The miniseries, the first of three parts, portrays life in a German teaching hospital in the 19th century, and is at the same time a faithful portrait of the historical events in the turbulent Europe of the time.
Romances forbidden, allowed, or arranged, the hidden lives of great scientists and their enormous contributions to humanity, the lights and darknesses of an era, the situation of women at the end of the 19th century and the prestige of a place that still exists, are combined in an unusual German miniseries, “Charité”which can be seen from Tuesday at 10 p.m. on the Europa Europa channel, after having received little notice on some platforms.
The content you want to access is exclusive to subscribers.
The action focuses on 1888 at the Charité teaching hospital in Berlin, equivalent to our Clinical Hospital, and combines fiction with the history of doctors and medicine. One of the characters, for example, is Robert Koch, today remembered for his decisive advances in the fight against tuberculosisand at that time also repudiated for his love affair with a 17-year-old girl (29 years difference) for whom he would abandon his wife.

Other, Emil von Behring, great opium-addicted bacteriologist, and Paul Ehrlich, who discovered how to cure syphilis, Ernst von Bergmann, pioneer of aseptic surgery, Rudolf Virchowone of the founders of social medicine, but they are not shown as marble, but rather loaded with frustrations, doubts, misgivings, egos, stalked by bureaucracy and full of temptations.
The main figure (fictional) is a young woman who fell into poverty, enters as a nurse and wants to be a doctor like her father, but German society is not prepared for that (significant detail, Here, at exactly the same time, Cecilia Grierson graduated as a doctor and paved the way for many other women.). The young woman lives several affairs inside the hospital while she persists in her dream.
Around him, disturbing surgical operations are discussed and seen, the patients themselves go on strike, decisive changes are proposed in the nursing service, socialist movements and anti-Semitic nationalist groups advance, Emperor Frederick III is misdiagnosed and from time to time an advance emerges in medicine. Living history, painted for the public.
Then there will be two other miniseries of the same tenor, “Charité at war”set in 1943, and “Charité: Cold War”, when in 1961 the communists built the Wall and the hospital was right between West Germany and East Germany. Because, it bears repeating, that hospital really exists, it is enormous, and the number of doctors who, working there, received the Nobel Prize is also enormous.
His story doesn’t fit into three miniseries.
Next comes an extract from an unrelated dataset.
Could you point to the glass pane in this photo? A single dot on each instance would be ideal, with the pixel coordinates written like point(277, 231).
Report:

The one we now see, fcreated by writer and producer Sabine Thor-Wiedermanand directed by Sonke Wortmann, author of dramas and comedies in Hollywood and Berlin, and of a formidable sports film, “The Miracle of Bern,” about the first time Germany won a World Cup, back in 1954. But that’s another story.
Source: Ambito

I am an author and journalist who has worked in the entertainment industry for over a decade. I currently work as a news editor at a major news website, and my focus is on covering the latest trends in entertainment. I also write occasional pieces for other outlets, and have authored two books about the entertainment industry.